Et enfin les douze points vont pour l'Estonie
Sekilas lagu ini mengingatkan saya pada Calm After The Storm yang dipersembahkan oleh The Common Linnets di Kopenhagen tahun lalu. Lagu ini sungguh sederhana walaupun saya amat yakin lirik lagu ini tidak sesuai untuk budaya Indonesia.

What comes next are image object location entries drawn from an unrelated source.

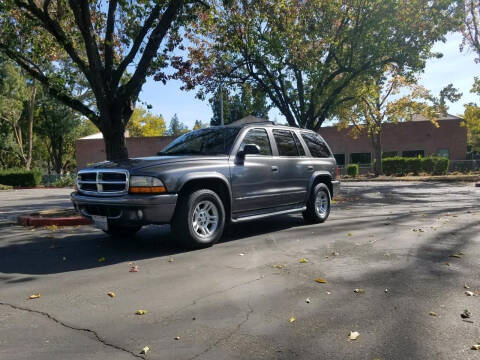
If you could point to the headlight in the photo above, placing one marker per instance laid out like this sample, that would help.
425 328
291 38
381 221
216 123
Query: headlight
146 185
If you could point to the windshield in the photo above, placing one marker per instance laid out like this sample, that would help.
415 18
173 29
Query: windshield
210 141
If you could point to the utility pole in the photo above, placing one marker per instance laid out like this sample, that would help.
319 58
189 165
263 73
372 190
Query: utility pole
221 106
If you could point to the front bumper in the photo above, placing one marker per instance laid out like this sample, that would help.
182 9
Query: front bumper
335 187
128 209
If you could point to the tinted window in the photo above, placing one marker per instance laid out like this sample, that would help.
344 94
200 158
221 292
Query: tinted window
361 158
340 158
258 137
316 145
210 141
300 149
285 143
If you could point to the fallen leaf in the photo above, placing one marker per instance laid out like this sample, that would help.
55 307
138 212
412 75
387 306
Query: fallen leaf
353 335
466 314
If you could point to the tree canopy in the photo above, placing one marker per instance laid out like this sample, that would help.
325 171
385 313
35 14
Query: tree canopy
111 45
306 54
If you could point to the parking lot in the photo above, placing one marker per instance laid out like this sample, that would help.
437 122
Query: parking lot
410 248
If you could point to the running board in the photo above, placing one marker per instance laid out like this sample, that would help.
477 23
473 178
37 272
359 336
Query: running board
261 216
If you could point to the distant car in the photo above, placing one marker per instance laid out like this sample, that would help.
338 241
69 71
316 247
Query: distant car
210 177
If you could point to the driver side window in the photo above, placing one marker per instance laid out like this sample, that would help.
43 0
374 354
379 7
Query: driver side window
258 137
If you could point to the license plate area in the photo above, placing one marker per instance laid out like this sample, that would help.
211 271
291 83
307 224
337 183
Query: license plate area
100 222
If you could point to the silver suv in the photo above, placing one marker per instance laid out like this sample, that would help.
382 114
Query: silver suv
210 177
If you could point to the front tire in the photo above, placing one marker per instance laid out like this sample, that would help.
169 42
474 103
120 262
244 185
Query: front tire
318 205
200 219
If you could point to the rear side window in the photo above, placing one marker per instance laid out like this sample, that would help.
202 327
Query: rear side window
316 145
301 151
285 143
258 137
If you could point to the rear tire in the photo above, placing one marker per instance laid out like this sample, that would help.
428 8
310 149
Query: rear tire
199 220
318 205
122 231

Rata-rata lagu-lagu tahun ini memang lebih sederhana dibandingkan beberapa tahun lalu (dengan pengecualian teramat sangat kepada Still In Love with You-nya Electro Velvet). Koreografi gila yang sangat identik pada acara ini juga nyaris tak ada. Tentu amat disayangkan bahwa Austria dan Jerman mendapatkan nul points. Di sisi lain, saya cukup senang Ceko kembali berpartisipasi walaupun lagu yang mereka bawakan bukan selera saya.

5/06/2015

Tur Q! Film Festival di Bali


Antara tanggal 26-30 April 2015, Q! Film Festival mengadakan pemutaran film di dua tempat di Bali yakni Bentara Budaya Bali dan ISI Denpasar. Karena berhalangan dengan jadwal kerja maka pemutaran-pemutaran yang memungkinkan untuk saya kunjungi adalah pemutaran pada tanggal 26 dan 27 di Bentara Budaya Bali.

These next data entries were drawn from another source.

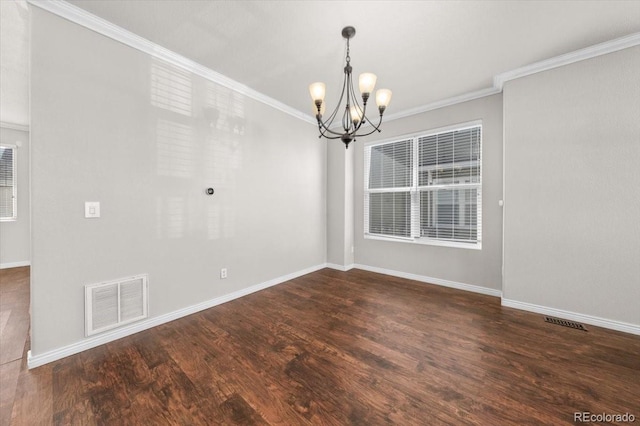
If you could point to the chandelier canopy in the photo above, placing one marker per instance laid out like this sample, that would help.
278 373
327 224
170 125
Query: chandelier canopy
354 114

Pada tanggal 26 April, film yang diputar adalah Selamat Pagi Malam. Namun saya tidak hadir karena cuaca wilayah Bali selatan saat itu sangat tidak menentu selama musim pancaroba ini. Yang membuat saya heran adalah pada hari yang sama Bali Emerging Writers Festival mengadakan beberapa pemutaran film di Danes Art Veranda yang mana salah satu filmnya adalah Selamat Pagi Malam. Hanya saja pemutaran film BEWF mengundang sutradara film tersebut sementara pemutaran di Bentara Budaya Bali mengundang salah satu pemerannya yakni Marissa Anita.

Barulah pada tanggal 27 April saya menyaksikan pemutaran film Laurence Anyways di Bentara Budaya Bali. Festival film ini memang khusus mengangkat film-film yang membahas isu-isu LGBTIQ dan Laurence Anyways berfokus pada kisah transgender (dengan sedikit skandal gay). Film ini cukup panjang namun alur ceritanya tidak mudah ditebak sehingga saya merasa puas pada akhir film. Ya, saya tidak terlalu suka film dengan alur cerita yang mudah ditebak.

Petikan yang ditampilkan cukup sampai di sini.